Jakarta – Pemerintah dan DPR RI sepakat meneruskan Pembahasan Rancangan Undang-Undang Hubungan Keuangan antara Pemerintah Pusat dan Pemerintah Daerah (RUU HKPD) dalam Pembicaraan Tingkat II/Pengambilan Keputusan di sidang paripurna.
Kesepatan ini diputuskan dalam rapat kerja Komisi X DPR RI bersama pemerintah, Selasa (23/11/2021).
Menteri Keuangan RI (Menkeu), Sri Mulyani dalam laman resmi Kemenkeu menegaskan bahwa RUU HKPD diharapkan dapat meningkatkan tax ratio di tingkat pusat dan pendapatan negara, yang kemudian akan dibagihasilkan ke daerah dalam bentuk transfer daerah, Rabu (24/11/2021).
Selain itu, RUU ini menurutnya akan meningkatkan tax ratio daerah yang utamanya untuk meningkatkan kemandirian daerah, meningkatkan kualitas belanja belanja negara dan kebijakan fiskal nasional, bukan bertujuan resentralisasi.
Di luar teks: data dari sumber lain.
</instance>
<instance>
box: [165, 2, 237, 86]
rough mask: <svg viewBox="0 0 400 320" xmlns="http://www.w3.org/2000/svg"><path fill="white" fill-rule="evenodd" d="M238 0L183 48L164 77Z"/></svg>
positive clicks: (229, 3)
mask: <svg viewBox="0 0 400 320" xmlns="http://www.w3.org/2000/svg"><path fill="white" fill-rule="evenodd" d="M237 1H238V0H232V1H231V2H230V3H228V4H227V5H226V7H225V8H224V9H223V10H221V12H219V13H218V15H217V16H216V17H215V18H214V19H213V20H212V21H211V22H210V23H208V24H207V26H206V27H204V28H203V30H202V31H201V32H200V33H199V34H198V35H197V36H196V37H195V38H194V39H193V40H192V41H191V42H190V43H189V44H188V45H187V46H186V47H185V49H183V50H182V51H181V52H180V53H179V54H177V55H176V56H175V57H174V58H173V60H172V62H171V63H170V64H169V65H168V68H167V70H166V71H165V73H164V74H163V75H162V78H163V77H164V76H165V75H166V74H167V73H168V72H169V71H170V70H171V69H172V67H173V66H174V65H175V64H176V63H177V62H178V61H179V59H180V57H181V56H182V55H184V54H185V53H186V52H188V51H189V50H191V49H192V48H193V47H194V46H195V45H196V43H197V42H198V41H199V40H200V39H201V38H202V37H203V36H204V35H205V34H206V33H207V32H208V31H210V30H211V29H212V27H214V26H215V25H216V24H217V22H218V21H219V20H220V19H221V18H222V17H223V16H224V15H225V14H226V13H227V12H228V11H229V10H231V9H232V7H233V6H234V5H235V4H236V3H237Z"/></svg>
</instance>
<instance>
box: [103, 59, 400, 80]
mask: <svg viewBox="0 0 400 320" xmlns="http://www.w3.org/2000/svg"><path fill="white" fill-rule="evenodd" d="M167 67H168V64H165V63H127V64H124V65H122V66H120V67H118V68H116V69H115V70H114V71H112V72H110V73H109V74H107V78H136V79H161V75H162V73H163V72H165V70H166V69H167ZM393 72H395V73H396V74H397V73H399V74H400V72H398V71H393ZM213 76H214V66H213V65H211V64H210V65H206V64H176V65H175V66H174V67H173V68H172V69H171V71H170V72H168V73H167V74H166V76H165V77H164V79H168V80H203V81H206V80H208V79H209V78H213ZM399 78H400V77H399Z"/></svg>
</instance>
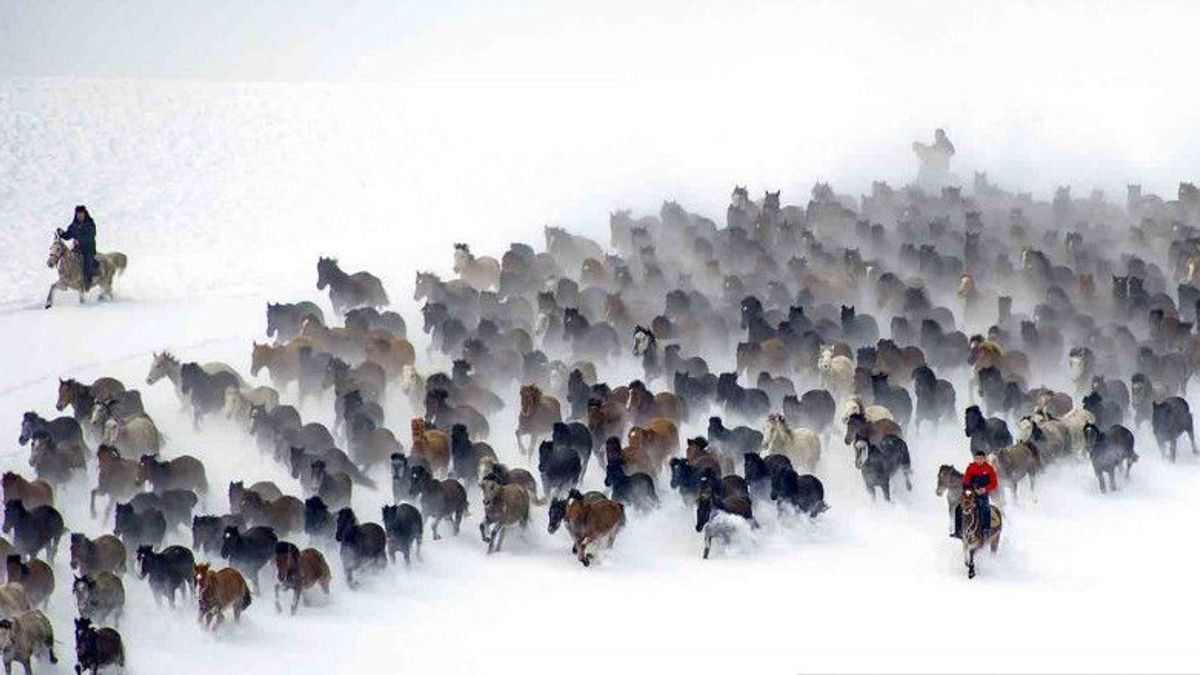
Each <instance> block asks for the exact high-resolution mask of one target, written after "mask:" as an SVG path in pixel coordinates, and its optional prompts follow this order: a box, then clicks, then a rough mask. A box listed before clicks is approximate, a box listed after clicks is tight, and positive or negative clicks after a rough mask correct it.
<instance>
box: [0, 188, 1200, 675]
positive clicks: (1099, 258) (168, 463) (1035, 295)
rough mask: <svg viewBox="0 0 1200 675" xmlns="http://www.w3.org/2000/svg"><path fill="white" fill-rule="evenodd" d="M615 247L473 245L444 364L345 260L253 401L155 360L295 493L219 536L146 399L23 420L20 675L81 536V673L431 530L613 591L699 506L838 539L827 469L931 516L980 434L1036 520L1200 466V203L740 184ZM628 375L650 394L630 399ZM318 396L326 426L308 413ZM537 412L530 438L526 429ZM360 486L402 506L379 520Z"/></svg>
mask: <svg viewBox="0 0 1200 675" xmlns="http://www.w3.org/2000/svg"><path fill="white" fill-rule="evenodd" d="M610 223H611V238H610V241H608V246H604V245H601V244H600V243H598V241H594V240H592V239H589V238H587V237H583V235H580V234H575V233H571V232H568V231H565V229H562V228H557V227H547V228H546V231H545V246H544V250H541V251H538V250H535V249H534V247H533V246H530V245H527V244H522V243H515V244H512V245H510V246H509V249H508V250H506V251H505V252H504V253H503V256H502V257H500V258H499V259H497V258H493V257H487V256H478V255H475V252H473V251H472V249H470V247H469V245H467V244H456V245H455V249H454V263H452V270H454V277H452V279H442V277H440V276H438V275H436V274H432V273H424V271H422V273H418V274H416V276H415V285H414V300H415V301H418V303H420V304H421V310H420V317H419V321H420V330H421V333H424V335H425V336H426V337H425V340H422V341H424V342H426V344H427V348H426V352H425V354H424V357H425V362H427V363H430V364H434V365H431V366H430V368H426V369H421V368H419V366H418V358H416V357H418V353H416V351H415V350H414V346H413V342H412V341H410V339H409V328H408V322H407V321H406V318H404V317H403V316H401V315H400V313H397V312H395V311H389V310H388V309H386V306H388V305H389V297H388V294H386V292H385V291H384V286H383V283H382V281H380V280H379V279H378V277H377V276H374V275H372V274H370V273H366V271H358V273H353V274H350V273H347V271H343V270H342V269H341V267H340V264H338V262H337V261H336V259H332V258H324V257H323V258H320V259H319V262H318V264H317V274H318V281H317V287H318V289H326V288H328V292H329V300H330V306H331V309H332V313H331V315H328V313H326V311H325V310H323V309H322V306H320V305H318V304H317V303H314V301H311V300H299V301H295V303H270V304H268V306H266V317H265V318H266V341H263V342H254V344H253V346H252V348H251V354H250V356H251V359H250V360H251V368H250V370H248V375H247V374H246V372H242V371H239V370H238V369H235V368H233V366H230V365H228V364H222V363H197V362H187V360H185V359H182V358H179V357H176V356H174V354H172V353H168V352H162V353H156V354H154V358H152V359H151V364H150V370H149V374H148V377H146V386H155V383H156V382H160V381H162V380H167V381H168V382H169V383H170V386H172V387H173V389H174V393H175V394H176V395H178V398H179V401H180V405H181V406H182V408H184V410H186V411H187V412H188V414H190V417H191V419H192V424H193V425H194V426H196V429H197V430H199V431H200V434H202V435H203V432H204V430H205V429H208V428H209V426H210V425H212V424H235V425H236V426H238V428H240V429H241V430H242V431H244V434H245V435H246V438H247V447H248V448H254V447H257V449H258V452H260V453H264V454H265V455H266V456H269V458H274V460H275V461H277V462H280V464H281V465H282V466H283V467H286V470H287V472H288V476H289V477H290V478H289V480H288V482H286V483H287V484H283V485H278V484H276V483H274V482H256V483H247V482H245V480H233V482H230V483H229V484H228V507H227V509H226V508H221V509H217V510H216V512H214V513H198V512H197V507H198V504H200V503H203V504H205V506H206V507H208V509H209V510H211V507H212V506H214V501H212V500H211V498H209V500H205V498H204V497H205V496H211V491H212V490H214V489H215V488H216V486H215V485H214V484H211V483H210V480H209V474H208V471H206V467H205V465H204V462H203V461H202V459H200V458H197V456H192V455H187V454H178V452H175V448H173V447H172V444H170V443H169V442H168V440H167V438H164V437H163V435H162V434H161V432H160V429H158V425H157V424H156V423H155V420H154V417H152V416H151V413H150V411H149V410H146V407H145V406H144V405H143V401H142V396H140V394H139V393H138V390H137V389H134V388H131V387H127V386H126V384H125V383H122V382H120V381H118V380H115V378H112V377H102V378H100V380H96V381H92V382H79V381H76V380H61V381H60V382H59V388H58V400H56V405H55V410H56V411H58V412H64V413H66V411H67V410H68V408H70V413H68V414H64V416H61V417H55V416H54V414H53V413H48V414H47V417H43V416H42V413H40V412H37V411H30V412H28V413H25V414H24V417H23V419H22V426H20V437H19V440H20V443H22V444H28V446H29V447H30V454H29V462H28V464H29V466H30V467H31V470H32V476H31V477H28V478H26V477H25V476H22V474H20V473H19V472H18V471H16V467H12V468H13V471H8V472H7V473H5V476H4V485H2V489H4V498H5V515H4V532H5V534H7V536H8V537H10V538H11V540H10V539H8V538H6V539H2V540H0V549H2V550H0V555H4V556H6V561H7V569H6V571H7V583H6V584H5V585H4V586H0V614H2V617H0V651H2V655H4V661H5V664H6V667H11V663H12V662H19V663H22V664H24V665H25V668H26V670H28V668H29V663H30V658H31V657H35V656H44V657H47V658H49V659H50V661H54V658H55V656H54V651H53V649H54V644H55V643H54V638H53V628H52V626H50V622H49V621H48V620H47V617H46V615H44V614H43V613H42V611H41V609H40V608H44V605H46V602H47V599H48V598H49V597H50V596H52V593H53V592H54V591H55V589H56V585H55V577H54V568H53V565H54V561H55V555H56V551H58V549H59V546H60V540H61V538H62V537H64V536H70V538H68V540H70V566H71V569H72V573H73V575H74V578H73V580H72V584H70V587H71V592H72V593H73V596H74V598H76V601H77V607H78V613H79V620H78V621H77V623H76V645H77V656H78V663H79V668H82V669H90V670H92V671H96V670H97V669H100V668H103V667H108V665H110V664H119V663H122V662H124V658H125V647H124V645H122V643H121V639H120V634H119V633H118V629H119V623H120V620H121V616H122V613H124V604H125V584H126V580H131V578H132V577H137V578H138V579H139V580H144V583H145V584H146V585H148V586H149V589H150V590H151V592H152V593H154V597H155V598H156V599H157V601H158V602H160V603H163V602H164V603H167V604H169V605H173V607H174V605H175V604H176V603H191V604H192V605H194V607H196V609H197V613H198V616H199V619H200V621H202V622H203V623H204V625H205V626H214V627H215V626H218V625H221V623H222V622H223V621H224V620H226V616H227V615H232V617H233V619H234V621H238V620H239V619H240V616H241V614H244V613H245V611H247V610H248V609H250V608H251V607H252V605H253V603H254V602H256V599H257V598H258V597H259V584H260V581H262V572H263V568H264V567H274V571H275V573H274V579H275V604H276V608H277V609H278V610H281V611H282V604H281V602H280V595H281V592H283V593H289V595H290V603H289V611H292V613H295V611H298V608H299V607H300V604H301V602H302V599H304V598H305V596H306V593H313V592H319V593H329V592H330V590H331V581H332V579H334V577H335V572H334V566H331V565H330V562H329V560H328V556H334V555H336V557H337V561H336V562H337V563H338V567H340V572H341V575H342V577H343V578H344V581H346V584H347V586H348V587H350V589H354V587H358V586H359V584H360V583H361V580H362V578H364V577H366V575H370V574H373V573H377V572H378V571H380V569H383V568H385V567H386V566H389V565H390V563H394V562H395V561H396V554H397V552H400V554H401V557H402V558H403V563H404V565H406V566H408V565H414V563H420V560H421V546H422V544H424V543H425V539H426V530H428V533H430V536H431V538H432V539H433V540H434V542H436V540H438V539H440V538H442V537H443V536H448V534H449V536H456V534H458V533H460V531H461V528H462V525H463V521H464V520H466V519H467V518H478V525H479V533H480V538H481V540H482V543H484V544H486V548H484V550H486V551H487V552H488V554H492V552H496V551H499V550H502V549H503V546H504V545H505V543H506V536H508V534H509V533H510V532H512V531H514V530H517V531H520V530H521V528H526V527H528V526H529V525H530V522H534V521H538V522H546V524H547V528H548V531H550V532H551V533H554V532H557V531H558V530H559V528H564V530H565V531H566V533H568V538H569V539H570V543H571V554H572V555H574V556H575V557H576V560H577V561H578V562H580V563H581V565H583V566H592V565H593V563H595V562H596V561H598V560H599V558H600V557H601V556H604V555H605V550H606V549H610V548H612V546H613V545H614V543H616V540H617V537H618V534H619V533H620V532H622V528H623V526H624V525H625V524H626V522H628V521H629V520H630V519H637V518H644V515H646V513H647V512H650V510H654V509H658V508H661V504H662V502H664V500H665V498H667V496H668V495H670V494H672V492H673V494H674V497H672V498H678V500H682V501H683V502H684V503H685V504H688V507H689V508H691V509H694V513H695V530H696V532H697V533H700V534H701V536H702V555H703V557H708V556H709V555H710V552H712V551H713V549H714V544H718V545H724V544H728V543H730V542H732V540H733V539H734V538H737V537H739V536H742V532H743V531H745V530H754V528H756V527H758V522H760V521H758V515H757V514H761V513H763V510H764V509H772V510H773V512H776V513H778V514H779V518H782V519H799V518H804V519H817V518H830V516H828V515H822V514H824V513H826V512H828V510H829V509H830V508H832V507H830V504H829V503H828V501H827V495H826V488H824V484H823V482H822V476H823V474H827V473H828V472H829V471H830V467H835V466H846V467H847V470H848V467H850V466H852V467H853V471H857V472H858V473H859V474H860V476H862V482H863V486H864V489H865V490H866V491H868V492H869V494H870V496H871V498H872V500H875V498H876V497H877V496H882V497H883V498H884V500H887V501H890V500H892V497H893V491H894V490H895V489H896V488H899V489H902V490H912V489H913V474H914V467H922V466H925V467H926V468H929V470H930V471H932V467H931V466H928V465H929V461H928V460H925V456H926V455H928V454H929V453H928V452H923V448H922V446H923V443H930V442H932V437H931V436H929V434H930V432H931V430H932V431H936V430H941V429H955V426H956V425H959V424H961V426H958V428H959V429H962V436H961V440H962V441H961V447H962V450H961V458H962V460H964V461H966V460H967V459H968V458H970V450H974V449H983V450H984V452H985V453H988V454H989V455H990V456H991V461H992V462H994V464H995V466H996V468H997V472H998V476H1000V480H1001V495H1003V494H1006V492H1007V494H1009V495H1012V497H1013V498H1014V500H1015V498H1016V495H1018V489H1019V486H1020V485H1021V483H1027V484H1028V490H1030V491H1032V490H1034V485H1036V482H1037V479H1038V477H1039V476H1040V474H1043V473H1044V472H1046V471H1049V470H1051V468H1052V467H1055V466H1060V467H1062V468H1061V470H1062V471H1074V468H1073V467H1075V466H1079V465H1085V466H1091V468H1092V471H1093V472H1094V476H1096V478H1097V480H1098V483H1099V489H1100V491H1109V490H1116V489H1117V484H1118V482H1127V480H1129V479H1130V470H1132V466H1133V464H1134V462H1136V461H1139V460H1140V455H1139V454H1138V452H1136V450H1135V448H1134V438H1135V432H1136V431H1138V430H1139V429H1144V428H1146V426H1148V429H1150V430H1151V431H1152V434H1153V438H1154V440H1156V443H1157V446H1158V449H1159V450H1160V453H1162V456H1163V458H1164V460H1165V461H1175V460H1176V444H1177V441H1178V438H1180V437H1182V436H1187V437H1188V442H1189V444H1190V448H1192V449H1193V452H1195V449H1196V448H1195V442H1194V437H1193V422H1192V412H1190V410H1189V406H1188V404H1187V400H1186V399H1184V398H1183V396H1184V394H1186V390H1187V387H1188V383H1189V381H1190V378H1192V375H1193V374H1195V372H1198V371H1200V335H1198V333H1196V330H1195V319H1196V312H1198V305H1200V229H1198V228H1200V192H1198V191H1196V189H1195V187H1193V186H1192V185H1189V184H1183V185H1181V187H1180V192H1178V197H1177V199H1170V201H1166V199H1162V198H1158V197H1154V196H1144V195H1142V193H1141V191H1140V189H1136V187H1133V186H1132V187H1130V189H1129V193H1128V199H1127V203H1126V204H1124V205H1123V207H1121V205H1116V204H1112V203H1110V202H1108V201H1106V199H1105V198H1104V196H1103V195H1102V193H1093V195H1091V196H1088V197H1085V198H1075V197H1073V196H1072V195H1070V190H1069V189H1067V187H1063V189H1060V190H1058V191H1057V192H1056V193H1055V196H1054V199H1052V201H1050V202H1044V201H1037V199H1033V198H1032V196H1030V195H1027V193H1012V192H1008V191H1004V190H1002V189H1001V187H997V186H995V185H994V184H991V183H989V181H988V179H986V177H985V175H983V174H977V175H976V181H974V185H973V190H971V192H970V193H965V192H964V191H962V190H961V189H958V187H947V189H943V190H942V191H941V192H940V193H926V192H923V191H922V190H919V189H914V187H908V189H905V190H893V189H890V187H889V186H888V185H887V184H883V183H876V184H874V186H872V190H871V193H870V195H868V196H864V197H863V198H862V199H853V198H850V197H845V196H841V195H836V193H835V192H834V191H833V190H832V189H830V187H829V186H828V185H824V184H818V185H816V186H815V187H814V190H812V192H811V198H810V199H809V201H808V203H806V204H804V205H785V204H782V203H781V199H780V193H779V192H767V193H766V196H764V198H763V199H762V201H761V202H755V201H754V199H751V198H750V195H749V192H748V190H746V189H744V187H740V186H739V187H737V189H736V190H734V191H733V196H732V199H731V204H730V207H728V209H727V213H726V219H725V222H724V223H722V225H718V223H716V222H714V221H713V220H709V219H707V217H703V216H701V215H697V214H694V213H690V211H688V210H686V209H684V208H683V207H680V205H679V204H677V203H673V202H666V203H665V204H664V205H662V208H661V210H660V213H659V214H658V215H648V216H642V217H634V216H632V215H631V214H630V213H629V211H618V213H614V214H612V216H611V221H610ZM1104 286H1109V289H1108V291H1103V289H1102V287H1104ZM438 365H444V366H445V368H444V369H442V370H438V368H437V366H438ZM622 368H624V369H625V372H628V371H629V370H628V369H630V368H634V369H637V370H640V371H641V377H638V378H636V380H632V381H628V382H610V381H608V380H606V377H605V376H606V375H607V376H610V377H612V376H613V374H614V372H617V371H618V369H622ZM422 370H424V371H422ZM268 382H269V383H268ZM955 382H956V383H958V387H955ZM964 387H965V389H966V390H965V392H964V390H960V389H961V388H964ZM289 401H290V402H289ZM306 401H307V402H308V408H306V410H312V406H314V405H316V406H318V407H320V408H323V410H325V411H328V416H323V417H322V419H323V420H314V419H307V420H306V419H304V418H302V416H301V412H300V410H301V407H304V406H302V405H301V404H304V402H306ZM313 401H316V404H314V402H313ZM509 407H512V408H516V410H515V411H512V412H515V413H516V425H515V429H514V428H511V426H508V425H506V424H505V425H504V426H503V428H502V426H500V419H502V418H500V416H499V414H498V413H500V412H502V411H504V410H505V408H509ZM406 426H407V431H406ZM689 429H691V430H694V431H695V434H694V435H691V436H689V434H686V432H685V430H689ZM954 434H958V430H956V429H955V430H954ZM248 452H254V450H253V449H251V450H248ZM923 462H924V464H923ZM593 465H595V466H594V468H593ZM936 474H937V479H936V490H937V494H940V495H946V496H947V507H948V509H949V512H950V514H953V512H954V509H955V507H960V508H962V524H964V536H962V550H964V563H965V566H966V568H967V573H968V575H970V577H974V574H976V563H974V554H976V551H977V550H978V549H980V548H983V546H989V545H990V548H991V549H992V550H995V549H996V546H997V545H998V542H1000V532H1001V522H1002V515H1001V513H1000V510H998V509H996V510H995V513H994V514H992V519H991V521H992V525H994V526H992V528H991V530H990V531H988V532H984V531H983V530H982V528H980V526H979V522H980V519H979V516H978V513H977V510H976V502H974V500H973V498H972V497H971V496H970V495H966V496H965V495H964V490H962V483H961V473H959V472H958V470H955V468H954V467H953V466H950V465H943V466H941V467H940V468H938V470H937V471H936ZM389 484H390V489H391V492H390V495H386V489H388V485H389ZM931 486H932V485H931ZM84 489H86V490H90V491H89V492H83V490H84ZM74 491H79V494H80V495H83V494H86V495H88V496H89V500H90V503H91V518H92V519H95V521H96V522H98V524H101V525H102V527H103V528H104V530H108V531H110V533H107V534H102V536H100V537H97V538H89V537H88V536H86V534H84V533H83V532H82V531H79V530H82V528H79V530H77V528H74V527H71V526H78V525H80V524H67V522H66V521H65V520H64V516H62V515H61V513H60V512H59V510H58V509H56V508H55V503H56V500H59V498H60V497H61V496H62V495H61V492H67V494H74ZM365 492H366V494H376V492H383V495H384V498H385V501H386V502H388V503H386V506H384V507H383V510H382V513H379V518H378V519H372V518H371V516H370V515H368V514H367V513H366V512H365V510H364V509H362V507H361V500H362V496H361V495H364V494H365ZM356 506H358V509H355V507H356ZM994 508H995V507H994ZM540 513H544V515H542V514H540ZM187 528H190V530H191V533H192V537H191V542H190V545H187V544H188V542H184V540H181V539H179V533H180V532H181V531H186V530H187ZM439 528H440V530H439ZM434 545H436V544H434ZM564 548H565V546H564ZM134 583H138V581H134Z"/></svg>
“RUU HKPD adalah upaya reformasi struktural di bidang desentralisasi fiskal, dengan melihat pengalaman kita menjalankan desentralisasi fiskal selama ini, di dalam rangka untuk menciptakan alokasi sumber daya nasional yang lebih efisien melalui hubungan keuangan pusat dan daerah yang makin transparan, akuntabel dan berkeadilan, “ungkap Menkeu.
“RUU ini diharapkan pemerintah menjadi instrumen konsolidasi fiskal untuk mengembalikan kesehatan APBN, dimana APBD merupakan bagian yang sangat penting, “kata Menkeu.
Berbeda dengan sikap semua fraksi di DPR RI, Fraksi PKS menolak pembahasan RUU HKPD. Dalam akun resmi twitter Fraksi PKS DPR RI memaparkan bahwa alasan penolakannya karena banyak (baca: pembahasan RUU HKPD) berpengaruh negatif terhadap sistem desentralisasi, kemandirian fiskal, keadilan, dan kesejahteraan masyarakat, Rabu (24/11/2021).
Secara detail alasan penolakan Fraksi PKS DPR RI terhadap RUU HKPD, pertama, pembahasan RUU HKPD belum sepenuhnya memenuhi amanat UUD 1945 Pasal 18A ayat (2).
Kedua, RUU HKPD memperkuat arah resentralisasi dan reduksi semangat desentralisasi.
Ketiga, usulan Fraksi PKS terkait keberpihakan terhadap rakyat kecil dengan pembebasan Pajak Kendaraan Bermotor (PKB) roda dua dengan CC kecil (di bawah 155 CC) tidak diakomodasi.
Keempat, Fraksi PKS mendorong penyusunan RUU ini sebagai upaya untuk menyempurnakan pelaksanaan hubungan keuangan antara Pemerintah Pusat dengan Pemerintah Daerah yang telah berjalan selama ini.
Kelima, RUU HKPD tidak meyakinkan dapat mengurangi ketimpangan wilayah, dimana indikator ketimpangan tidak diakomodir dalam formula DAU.
Keenam, pembahasan RUU HKPD berpotensi meningkatkan risiko utang negara dengan dibukanya peluang peningkatan utang daerah.
Ketujuh, pembahasan RUU HKPD belum menjawab masalah besar terkait dengan kesenjangan kemandirian fiskal daerah.
Kedelapan, RUU HKPD mengurangi kewenangan daerah sebagai salah satu amanat penting dalam otonomi daerah.
Kesembilan, RUU HKPD tidak memberikan jaminan terhadap arah peningkatan kualitas belanja pemerintah daerah.
Kesepuluh, menolak RUU HKPD dan menyoroti mekanisme top-down dalam perencanaan program daerah yang menjadi salah satu indikator sentralisasi.